Elucidating interkingdom changes in atopic dermatitis using DR

The tooth brushing example provides ground truth for using log-ratios and DR, but many clinically relevant microbiome questions involve less obvious differences. Using data from patients with atopic dermatitis (AD), an important skin disease, we demonstrate how viewing relative abundances alone can produce false negatives. AD has a complex etiology. Many microbiome studies performed using next-generation sequencing have focused on bacterial changes associated with AD, especially the pathogen Staphylococcus aureus. The yeast genus Malassezia has also been implicated in AD, although conflicting results have been published as to which Malassezia species are involved and whether they are more or less prevalent in AD[26]. A recent shotgun metagenomic study examined the skin microbiome over time during an AD flare and recovery. The authors observed a decrease in Staphylococcus aureus relative abundance in the healthy, recovered skin (non-lesioned) compared to AD flare (lesion), but no significant changes in the relative abundance of Malassezia species over time in these AD patients[27]. Applying compositonal methods to this dataset revealed new insights. Observing the DR results (Fig. 3a), it is apparent that, compared to lesioned skin, S. aureus is one of the taxa to decrease the most relative to all other microbes in the non-lesioned sites, followed by S. epidermidis, and M. globosa. Consistent with the analysis of relative abundance in Fig. 3b, the ratio of S. aureus: P. acnes was significantly increased in flare (t-statistic = 3.397, p-value = 3.02 × 10−3) and correlated with SCORAD score, a clinical assessment of AD severity (Pearson = 0.603, p-value = 3.516 × 10−6). Contrary to previous findings, both S. epidermidis: P. acnes and M. globosa: P. acnes were also significantly increased in lesioned skin (t-statistic = 4.2297, p-value = 4.53 × 10−4, and t-statistic = 4.297, p-value = 3.889 × 10−4, respectively) and correlated with SCORAD score (Pearson r = 0.464, p-value = 6.975 × 10−4, and Pearson r = 0.668, p-value = 1.125 × 10−7, respectively) (Fig. 3c).

Fig. 3

DR analysis of skin in two atopic dermatitis studies. Panels a–c represent data from Byrd et al.[27], and panels d, e represent data from Leung et al.[28]. Both studies compare lesioned (L) to non-lesioned (NL) skin. a Microbial ranks estimated from multinomial regression applied to shotgun metagenomics from Byrd et al.[27] with key genera highlighted. The y-axis represents the log-fold change that is known up to some bias constant K. b Proportions of S. aureus, S. epidermidis, M. globosa, and P. acnes in lesioned (blue) and non-lesioned (orange) skin (left) and correlation of relative abundance with SCORAD score (right). c Log-ratios of (S. aureus: P. acnes), (S. epidermidis: P. acnes), and (M. globosa: P. acnes) (left) and correlation of ratio with SCORAD score (right).
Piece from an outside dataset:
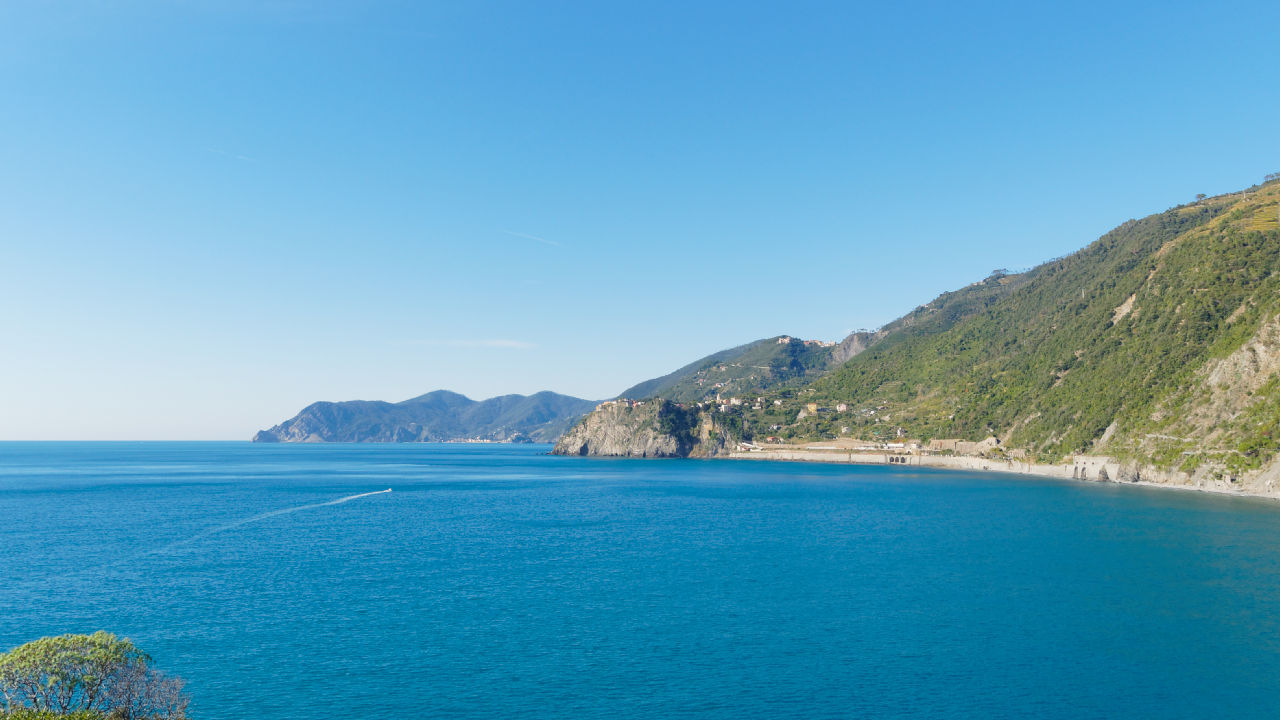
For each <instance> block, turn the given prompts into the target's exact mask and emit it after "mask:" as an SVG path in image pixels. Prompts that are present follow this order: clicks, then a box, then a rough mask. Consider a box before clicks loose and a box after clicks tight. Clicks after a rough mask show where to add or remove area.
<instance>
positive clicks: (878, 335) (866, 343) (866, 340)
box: [832, 331, 888, 365]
Error bars represent standard deviation across participants (n = 20). d Change in log-ratio of (M. globosa: P. acnes) from Leung et al.[28]. e Change in relative abundance of M. globosa between lesioned and non-lesioned skin from Leung et al.[28]. Presented p-values are from paired t-test statistics To validate this observation, we analyzed shotgun data from an independent AD dataset[28]. In this dataset, the relative abundance of M. globosa significantly increased between lesioned and non-lesioned skin (Fig. 3e, t-statistic = 4.135, p-value = 0.0001). But the ratio of M. globosa: P. acnes increased even more dramatically in lesioned skin (t-statistic = 7.298, p-value = 9.729 × 10−9) (Fig. 3d). These results are congruent with a previous report that M. globosa was cultivated more successfully from lesioned versus non-lesioned sites in AD[29]. Thus, DR analysis can identify novel, clinically significant microbial changes, which can be validated across cohorts by choosing insightful reference frames.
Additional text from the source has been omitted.